Get Started with Canary Analysis
Performing retrospective analysis on a deployment is a great way to understand how your app is performing over a predefined time period. It is the first step to enabling automatic canary analysis where you create queries that control how canary deployments react based on metrics you consider important.
The examples in this guide use Prometheus as the metrics provider.
Before you begin
You have completed the following guides:
You need the following to work through this guide:
-
Access to a Kubernetes cluster where you can install the Remote Network Agent (RNA).
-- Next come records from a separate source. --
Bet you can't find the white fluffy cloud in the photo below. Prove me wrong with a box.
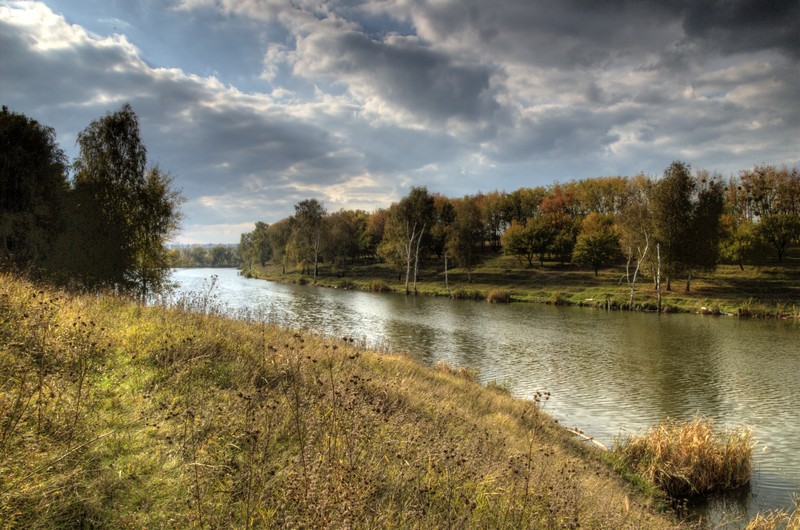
[0,0,800,241]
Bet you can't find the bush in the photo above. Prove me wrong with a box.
[369,280,392,293]
[336,280,356,289]
[614,417,753,497]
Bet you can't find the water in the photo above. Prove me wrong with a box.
[174,269,800,526]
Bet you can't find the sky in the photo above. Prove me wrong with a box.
[0,0,800,243]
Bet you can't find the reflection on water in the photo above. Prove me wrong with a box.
[174,269,800,516]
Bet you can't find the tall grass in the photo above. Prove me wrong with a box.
[747,499,800,530]
[0,276,673,528]
[613,417,753,497]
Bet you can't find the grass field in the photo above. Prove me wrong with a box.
[244,247,800,318]
[0,275,692,529]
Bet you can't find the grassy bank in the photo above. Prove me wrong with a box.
[244,248,800,318]
[0,276,675,528]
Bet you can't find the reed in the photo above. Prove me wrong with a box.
[614,416,753,497]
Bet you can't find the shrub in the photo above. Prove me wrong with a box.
[614,417,753,497]
[486,289,511,304]
[369,280,392,293]
[450,287,486,300]
[336,280,356,289]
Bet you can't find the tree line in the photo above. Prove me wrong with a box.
[0,104,182,297]
[239,161,800,294]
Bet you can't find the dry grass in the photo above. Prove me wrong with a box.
[0,276,674,528]
[614,417,753,497]
[747,501,800,530]
[486,289,511,304]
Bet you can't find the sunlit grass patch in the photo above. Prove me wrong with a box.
[613,417,753,497]
[486,289,511,304]
[746,500,800,530]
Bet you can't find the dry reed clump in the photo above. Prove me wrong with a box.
[614,417,753,497]
[746,500,800,530]
[486,289,511,304]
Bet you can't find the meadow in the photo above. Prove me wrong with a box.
[249,247,800,318]
[0,275,788,529]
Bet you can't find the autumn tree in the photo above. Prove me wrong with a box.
[649,161,723,291]
[0,106,67,273]
[289,199,326,282]
[382,187,434,294]
[573,212,620,276]
[500,215,557,267]
[740,165,800,261]
[59,104,182,297]
[446,197,483,282]
[267,217,295,274]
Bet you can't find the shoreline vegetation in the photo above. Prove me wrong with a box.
[241,247,800,319]
[0,274,776,528]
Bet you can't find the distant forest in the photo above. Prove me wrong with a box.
[239,161,800,292]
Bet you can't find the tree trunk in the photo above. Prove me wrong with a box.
[444,250,450,294]
[656,243,661,313]
[414,224,425,296]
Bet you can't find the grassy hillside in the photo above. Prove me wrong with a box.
[250,247,800,318]
[0,275,674,528]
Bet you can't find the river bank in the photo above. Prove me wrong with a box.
[245,254,800,319]
[0,276,688,528]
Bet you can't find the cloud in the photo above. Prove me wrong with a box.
[0,0,800,241]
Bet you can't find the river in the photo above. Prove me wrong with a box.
[173,269,800,527]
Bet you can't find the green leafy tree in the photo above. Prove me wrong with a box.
[573,212,620,276]
[324,210,361,274]
[649,161,724,291]
[740,165,800,261]
[446,197,484,282]
[382,187,435,294]
[289,199,327,282]
[267,217,295,274]
[720,214,769,270]
[59,104,182,297]
[500,215,557,267]
[0,106,67,273]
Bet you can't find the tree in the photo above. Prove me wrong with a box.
[649,161,723,291]
[0,106,67,273]
[740,165,800,261]
[720,214,769,270]
[267,217,295,274]
[573,212,620,276]
[617,174,648,311]
[382,187,434,294]
[290,199,326,283]
[500,215,556,267]
[324,210,361,274]
[446,197,483,282]
[59,104,182,297]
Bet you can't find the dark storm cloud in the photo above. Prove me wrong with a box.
[683,0,800,60]
[297,31,497,125]
[0,0,800,241]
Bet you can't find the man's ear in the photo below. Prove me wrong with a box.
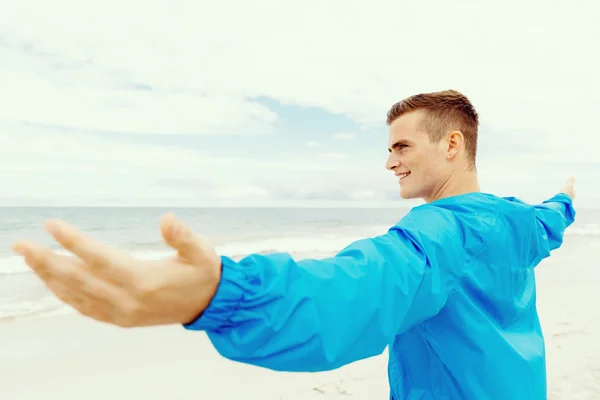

This cluster acts as the deployment target for the sample app. You can reuse the clusters from the previous quick starts if you want. Or stand up new ones.
-
A Prometheus instance set up to monitor your Kubernetes clusters. Keep the following in mind:
- Armory recommends your Prometheus instance uses the following settings:
"prometheus.io/scrape": "true"
(on by default) andkube-state-metrics.metricAnnotationsAllowList[0]=pods=[*]
(collect annotations). These flags instruct Prometheus to collect all Kubernetes annotations, which allow you to reference the annotations that Armory CD-as-a-Service injects as part of your query.
If you install Prometheus with Helm, this example command includes the required flag:
helm upgrade --install prometheus prometheus-community/kube-prometheus-stack --set 'kube-state-metrics.metricAnnotationsAllowList[0]=pods=[*]'
- It is either accessible by the public internet or you have installed the Remote Network Agent (RNA) in the same cluster.
For information about how to install Prometheus, see the the Prometheus documentation.
- Armory recommends your Prometheus instance uses the following settings:
Add your metrics provider
Armory CD-as-a-Service can run queries against metrics providers that you add. The results are examined as part of canary analysis steps in the deploy file.
-
In the Configuration UI, go to Canary Analysis > Integrations.
-
Select New Integration.
The examples in this guide use Prometheus as the metrics provider.
-
Complete the wizard:
The parameters you need to provide depend on the metrics provider you choose. For more information, see the Integrate a Metrics Provider guide.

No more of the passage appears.